Kümel worshipped Welles, wrote the part of Cassius for him, and made sure to get him the money he asked for. As nervous as he was to meet his idol, he was greeted by a drunk and angry Welles on set. That said, they got along, even if no one else in the film did with the legendary director. People had a way of not getting along with Welles, like writer Charles Higham, whose book Orson Welles: The Rise and Fall of an American Genius used a photo of this to show the actor’s decline. Never mind that he was made up to look older than he really was, and on his deathbed.

The Radiance Blu-ray of Malpurtis has a new 4K restoration of the film overseen by director Harry Kümel, along with a new interview with the director. There’s also an archival commentary by Harry and assistant director Françoise Levie, an archival making of documentary, a featurette on Welles, an interview with author and gothic horror expert Jonathan Rigby, archival interviews with Susan Hampshire, Michel Bouquet, Harry Kümel, Jean Ray and John Flanders, Kümel revisiting locations from the film, the Cannes cut of the movie, The Warden of the Tomb (Kümel’s early film based on Franz Kafka’s play) and a trailer. It has a reversible sleeve featuring original and newly commissioned artwork by Time Tomorrow, a limited edition 80-page perfect bound booklet featuring new writing by Lucas Balbo, Maria J. Pérez Cuervo, David Flint, Willow Catelyn Maclay and Jonathan Owen and a limited edition of 3000 copies, presented in rigid box and full-height Scanavo packaging with removable OBI strip leaving packaging free of certificates and markings. You can get it from MVD.

Afraid? (2026)

ABOUT THE AUTHOR: Joseph Perry writes for the film websites Gruesome Magazine, The Scariest Things, Horror FuelThe Good, the Bad and the Verdict and Diabolique Magazine; for the film magazines Phantom of the Movies’ VideoScope and Drive-In Asylum; and for the pop culture websites When It Was Cool and Uphill Both Ways.
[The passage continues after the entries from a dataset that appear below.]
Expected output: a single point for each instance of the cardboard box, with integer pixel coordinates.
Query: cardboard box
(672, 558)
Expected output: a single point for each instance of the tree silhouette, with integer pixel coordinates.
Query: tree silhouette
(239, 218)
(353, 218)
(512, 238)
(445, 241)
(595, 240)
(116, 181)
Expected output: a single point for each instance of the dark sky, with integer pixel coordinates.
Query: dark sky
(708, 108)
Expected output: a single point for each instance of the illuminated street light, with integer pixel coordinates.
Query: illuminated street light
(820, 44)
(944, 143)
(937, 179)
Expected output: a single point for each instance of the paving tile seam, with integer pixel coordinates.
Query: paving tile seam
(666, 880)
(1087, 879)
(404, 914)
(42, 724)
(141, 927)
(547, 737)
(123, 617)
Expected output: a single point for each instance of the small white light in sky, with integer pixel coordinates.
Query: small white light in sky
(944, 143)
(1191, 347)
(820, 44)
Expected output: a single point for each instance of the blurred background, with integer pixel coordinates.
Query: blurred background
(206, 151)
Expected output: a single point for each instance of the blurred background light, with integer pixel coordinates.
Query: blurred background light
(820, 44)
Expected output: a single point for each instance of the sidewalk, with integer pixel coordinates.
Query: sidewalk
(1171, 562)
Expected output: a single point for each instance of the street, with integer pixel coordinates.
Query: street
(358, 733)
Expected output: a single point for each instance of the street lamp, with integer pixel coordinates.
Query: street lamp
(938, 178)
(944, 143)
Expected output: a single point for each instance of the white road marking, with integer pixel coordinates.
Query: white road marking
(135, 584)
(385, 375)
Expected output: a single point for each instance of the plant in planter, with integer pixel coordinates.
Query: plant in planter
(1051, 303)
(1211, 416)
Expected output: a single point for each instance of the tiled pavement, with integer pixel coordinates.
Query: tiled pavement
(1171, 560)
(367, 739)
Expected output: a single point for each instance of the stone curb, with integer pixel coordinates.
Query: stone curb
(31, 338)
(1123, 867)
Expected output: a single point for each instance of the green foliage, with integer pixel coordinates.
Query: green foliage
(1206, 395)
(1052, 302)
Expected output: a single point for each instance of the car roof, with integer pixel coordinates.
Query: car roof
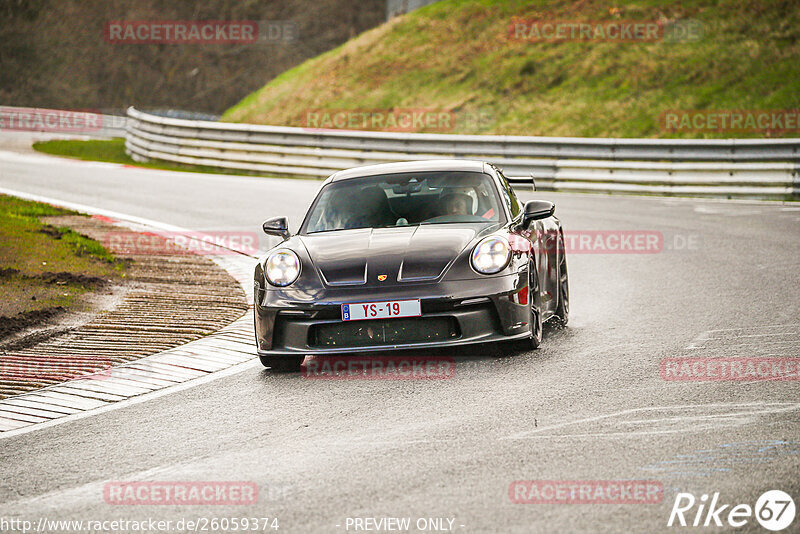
(466, 165)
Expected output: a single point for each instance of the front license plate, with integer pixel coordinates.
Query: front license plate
(381, 310)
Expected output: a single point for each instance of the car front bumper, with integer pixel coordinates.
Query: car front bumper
(454, 313)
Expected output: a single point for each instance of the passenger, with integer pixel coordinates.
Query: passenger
(457, 204)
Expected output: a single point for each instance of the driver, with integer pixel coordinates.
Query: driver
(457, 204)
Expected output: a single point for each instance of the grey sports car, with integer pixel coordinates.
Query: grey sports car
(407, 256)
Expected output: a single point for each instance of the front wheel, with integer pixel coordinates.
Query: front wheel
(535, 339)
(282, 364)
(562, 308)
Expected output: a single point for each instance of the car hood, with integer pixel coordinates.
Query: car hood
(401, 254)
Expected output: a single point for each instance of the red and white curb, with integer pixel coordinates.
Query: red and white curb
(225, 352)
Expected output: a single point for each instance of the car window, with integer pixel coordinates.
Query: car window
(405, 199)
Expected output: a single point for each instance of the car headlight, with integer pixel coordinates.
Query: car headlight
(491, 255)
(282, 268)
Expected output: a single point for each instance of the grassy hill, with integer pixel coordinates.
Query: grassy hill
(459, 56)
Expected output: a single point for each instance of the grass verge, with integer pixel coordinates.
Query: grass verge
(44, 268)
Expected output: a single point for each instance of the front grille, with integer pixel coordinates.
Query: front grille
(383, 332)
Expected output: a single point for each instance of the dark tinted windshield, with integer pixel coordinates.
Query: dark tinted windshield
(405, 199)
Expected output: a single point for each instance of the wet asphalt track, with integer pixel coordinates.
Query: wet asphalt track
(589, 405)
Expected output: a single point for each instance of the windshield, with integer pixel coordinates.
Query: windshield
(405, 199)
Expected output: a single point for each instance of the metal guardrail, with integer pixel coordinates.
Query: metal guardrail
(90, 123)
(747, 168)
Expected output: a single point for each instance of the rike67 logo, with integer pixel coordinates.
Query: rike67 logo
(774, 510)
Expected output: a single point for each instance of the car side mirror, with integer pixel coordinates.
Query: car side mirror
(536, 210)
(278, 226)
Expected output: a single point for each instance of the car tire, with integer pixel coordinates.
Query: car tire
(562, 308)
(282, 364)
(535, 339)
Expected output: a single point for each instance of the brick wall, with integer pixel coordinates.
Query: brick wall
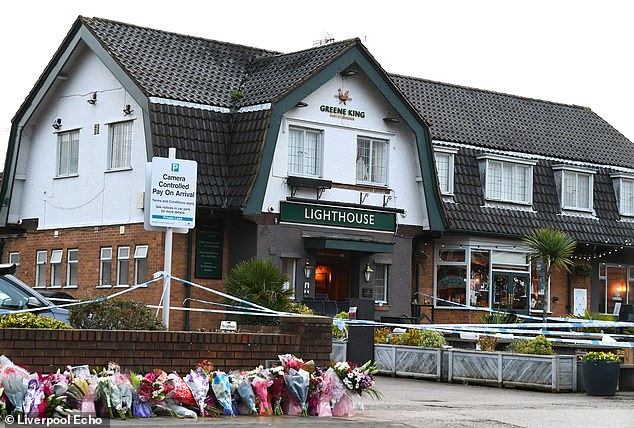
(90, 240)
(47, 350)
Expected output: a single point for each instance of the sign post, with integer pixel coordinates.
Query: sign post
(171, 196)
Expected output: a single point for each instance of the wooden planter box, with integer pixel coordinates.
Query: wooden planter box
(339, 350)
(550, 372)
(409, 361)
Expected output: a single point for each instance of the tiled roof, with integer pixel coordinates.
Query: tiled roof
(225, 147)
(511, 123)
(185, 68)
(469, 213)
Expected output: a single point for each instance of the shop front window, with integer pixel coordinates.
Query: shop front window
(479, 278)
(510, 291)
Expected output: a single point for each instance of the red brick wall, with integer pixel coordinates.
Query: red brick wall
(89, 241)
(46, 350)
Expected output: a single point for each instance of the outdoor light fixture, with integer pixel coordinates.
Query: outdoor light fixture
(349, 72)
(307, 269)
(366, 273)
(391, 119)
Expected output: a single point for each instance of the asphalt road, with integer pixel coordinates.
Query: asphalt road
(429, 404)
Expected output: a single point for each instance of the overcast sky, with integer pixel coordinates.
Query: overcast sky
(568, 51)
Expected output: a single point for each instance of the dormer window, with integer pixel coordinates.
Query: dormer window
(304, 152)
(444, 157)
(574, 185)
(507, 179)
(624, 189)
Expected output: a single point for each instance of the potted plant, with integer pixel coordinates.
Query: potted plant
(600, 373)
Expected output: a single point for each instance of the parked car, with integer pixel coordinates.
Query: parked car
(16, 295)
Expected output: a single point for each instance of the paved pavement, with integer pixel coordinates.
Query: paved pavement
(429, 404)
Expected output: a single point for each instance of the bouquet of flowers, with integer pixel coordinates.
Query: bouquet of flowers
(222, 390)
(245, 392)
(179, 391)
(141, 407)
(321, 392)
(198, 383)
(260, 386)
(153, 386)
(15, 382)
(80, 395)
(297, 383)
(34, 400)
(358, 379)
(277, 388)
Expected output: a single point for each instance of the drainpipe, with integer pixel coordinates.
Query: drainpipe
(569, 305)
(188, 277)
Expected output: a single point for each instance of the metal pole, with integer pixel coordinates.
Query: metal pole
(167, 265)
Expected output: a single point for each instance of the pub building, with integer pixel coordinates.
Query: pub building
(359, 184)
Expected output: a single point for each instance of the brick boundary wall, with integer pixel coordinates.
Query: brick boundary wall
(45, 351)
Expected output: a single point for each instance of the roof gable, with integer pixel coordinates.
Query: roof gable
(507, 122)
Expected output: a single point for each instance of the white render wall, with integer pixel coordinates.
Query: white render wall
(340, 148)
(94, 196)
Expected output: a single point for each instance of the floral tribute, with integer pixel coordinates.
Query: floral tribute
(291, 387)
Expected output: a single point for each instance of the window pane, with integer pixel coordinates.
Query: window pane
(451, 255)
(442, 165)
(140, 271)
(120, 145)
(451, 285)
(363, 160)
(583, 191)
(494, 180)
(627, 197)
(479, 290)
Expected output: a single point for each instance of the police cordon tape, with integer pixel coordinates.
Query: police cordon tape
(509, 330)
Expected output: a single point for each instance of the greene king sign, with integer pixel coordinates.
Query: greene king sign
(337, 216)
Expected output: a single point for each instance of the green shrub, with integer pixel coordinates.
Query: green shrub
(336, 333)
(258, 281)
(114, 314)
(31, 320)
(538, 346)
(299, 308)
(431, 339)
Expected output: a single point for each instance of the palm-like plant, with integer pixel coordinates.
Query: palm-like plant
(259, 281)
(554, 248)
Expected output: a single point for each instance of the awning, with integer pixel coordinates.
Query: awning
(359, 245)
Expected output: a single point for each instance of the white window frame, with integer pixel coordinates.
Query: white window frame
(297, 153)
(14, 258)
(140, 256)
(56, 268)
(120, 140)
(624, 189)
(40, 268)
(72, 266)
(105, 259)
(374, 158)
(380, 281)
(508, 177)
(445, 183)
(123, 265)
(561, 171)
(67, 162)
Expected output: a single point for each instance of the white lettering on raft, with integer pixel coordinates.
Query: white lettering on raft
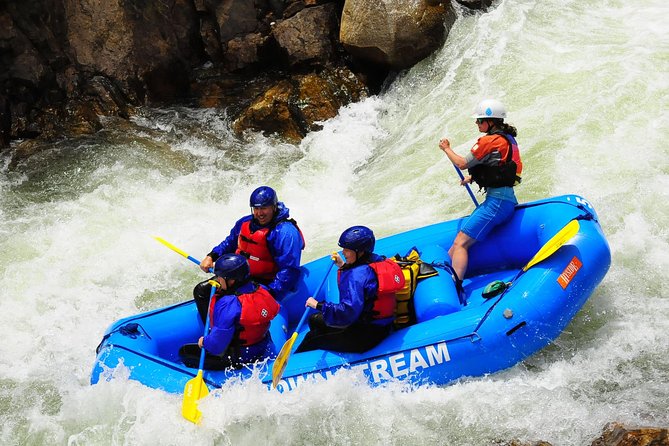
(384, 369)
(395, 366)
He is also one of the hosts of When It Was Cool’s exclusive Uphill Both Ways podcast and can occasionally be heard as a cohost on Gruesome Magazine’s Decades of Horror: The Classic Era podcast.
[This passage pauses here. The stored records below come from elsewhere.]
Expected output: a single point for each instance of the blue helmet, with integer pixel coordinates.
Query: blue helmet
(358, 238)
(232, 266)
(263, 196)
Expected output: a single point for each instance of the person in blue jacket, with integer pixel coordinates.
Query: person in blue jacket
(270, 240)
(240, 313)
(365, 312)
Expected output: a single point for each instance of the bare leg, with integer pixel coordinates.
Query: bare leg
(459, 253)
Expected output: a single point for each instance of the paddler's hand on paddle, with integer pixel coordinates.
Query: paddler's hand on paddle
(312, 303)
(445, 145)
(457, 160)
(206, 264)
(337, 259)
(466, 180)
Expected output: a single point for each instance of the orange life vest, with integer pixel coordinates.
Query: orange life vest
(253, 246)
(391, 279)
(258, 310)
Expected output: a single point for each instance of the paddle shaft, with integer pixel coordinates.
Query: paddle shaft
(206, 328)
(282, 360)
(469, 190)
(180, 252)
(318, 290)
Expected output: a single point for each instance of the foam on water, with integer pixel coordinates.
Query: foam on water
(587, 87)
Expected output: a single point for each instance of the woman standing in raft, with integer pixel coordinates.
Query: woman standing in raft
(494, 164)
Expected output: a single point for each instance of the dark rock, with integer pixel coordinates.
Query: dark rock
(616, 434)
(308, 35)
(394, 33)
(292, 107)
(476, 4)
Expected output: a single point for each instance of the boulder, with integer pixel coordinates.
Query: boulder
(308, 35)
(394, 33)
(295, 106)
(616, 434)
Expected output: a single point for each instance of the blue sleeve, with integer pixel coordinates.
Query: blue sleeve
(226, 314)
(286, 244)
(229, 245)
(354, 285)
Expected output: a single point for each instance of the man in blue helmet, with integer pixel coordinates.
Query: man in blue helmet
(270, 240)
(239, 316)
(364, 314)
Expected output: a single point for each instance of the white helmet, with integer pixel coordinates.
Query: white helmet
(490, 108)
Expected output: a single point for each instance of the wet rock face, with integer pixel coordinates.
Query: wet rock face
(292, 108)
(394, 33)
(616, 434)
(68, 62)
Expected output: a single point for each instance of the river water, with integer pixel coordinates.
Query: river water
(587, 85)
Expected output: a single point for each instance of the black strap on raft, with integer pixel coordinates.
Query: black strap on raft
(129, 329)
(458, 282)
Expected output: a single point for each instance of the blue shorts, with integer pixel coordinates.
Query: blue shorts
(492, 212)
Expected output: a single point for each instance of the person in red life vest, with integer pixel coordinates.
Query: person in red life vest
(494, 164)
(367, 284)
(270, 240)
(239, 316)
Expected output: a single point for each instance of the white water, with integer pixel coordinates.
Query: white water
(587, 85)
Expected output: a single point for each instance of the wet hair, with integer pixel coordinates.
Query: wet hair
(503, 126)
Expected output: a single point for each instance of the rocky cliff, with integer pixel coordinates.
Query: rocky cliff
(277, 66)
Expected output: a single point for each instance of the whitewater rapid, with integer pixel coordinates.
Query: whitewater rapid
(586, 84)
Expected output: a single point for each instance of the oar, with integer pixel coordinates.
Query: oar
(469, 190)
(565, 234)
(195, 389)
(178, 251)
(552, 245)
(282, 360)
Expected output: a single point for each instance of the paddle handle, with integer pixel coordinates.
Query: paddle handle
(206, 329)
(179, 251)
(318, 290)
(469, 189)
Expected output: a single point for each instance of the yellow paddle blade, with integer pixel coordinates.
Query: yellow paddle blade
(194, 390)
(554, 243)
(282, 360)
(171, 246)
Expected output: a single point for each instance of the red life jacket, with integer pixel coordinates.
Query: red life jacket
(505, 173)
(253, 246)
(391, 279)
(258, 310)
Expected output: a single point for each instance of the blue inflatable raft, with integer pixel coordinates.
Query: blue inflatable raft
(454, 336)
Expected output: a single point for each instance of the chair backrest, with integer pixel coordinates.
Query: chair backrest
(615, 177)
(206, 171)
Official synopsis: From writer/director SkyDirects (Run Nixon), Afraid? follows a group of high school friends whose Halloween weekend getaway spirals into a deadly game of What Are You Afraid Of? — a chilling look at how fear manifests when trust turns to survival. The film stars Kendre Berry, Teairra Mari, and features a cameo by four-time Grammy nominee Mase.

 Director SkyDirects makes a valiant attempt at crafting a throwback-feel slasher movie with mostly Black characters at the forefront with Afraid? (AKA What Are You Afraid Of?), but the result is a film that seems to try to do too much and ends up being unfocused. Its reliance on slasher movie cliches without bringing much new to the table is also a detriment.

The cast members and their performances are the stand-out in terms of positives for the film. They put their all into their roles, although the writing gives them little to work with other than bickering, flirting, or making up with one another before the kills begin. The screenplay is also heavy on cliches, from the red herring seemingly insane local to the rednecks hassling the protagonists to the standard cabin in the woods with no cellphone reception, and beyond. Also, it takes a solid hour before the slasher first strikes.

Plot points are brought up and then dropped; for example, the “What Are You Afraid Of?” game that makes up the alternate title — shown to start the end credits — is only used long enough to set up a scene for one character. Edits are also sometimes head scratchers, including one jump from the characters to seemingly stock footage.

I wish I could offer more positives to offer for Afraid?. I would recommend it for slasher movie completists and aficionados of lower budget indie horror.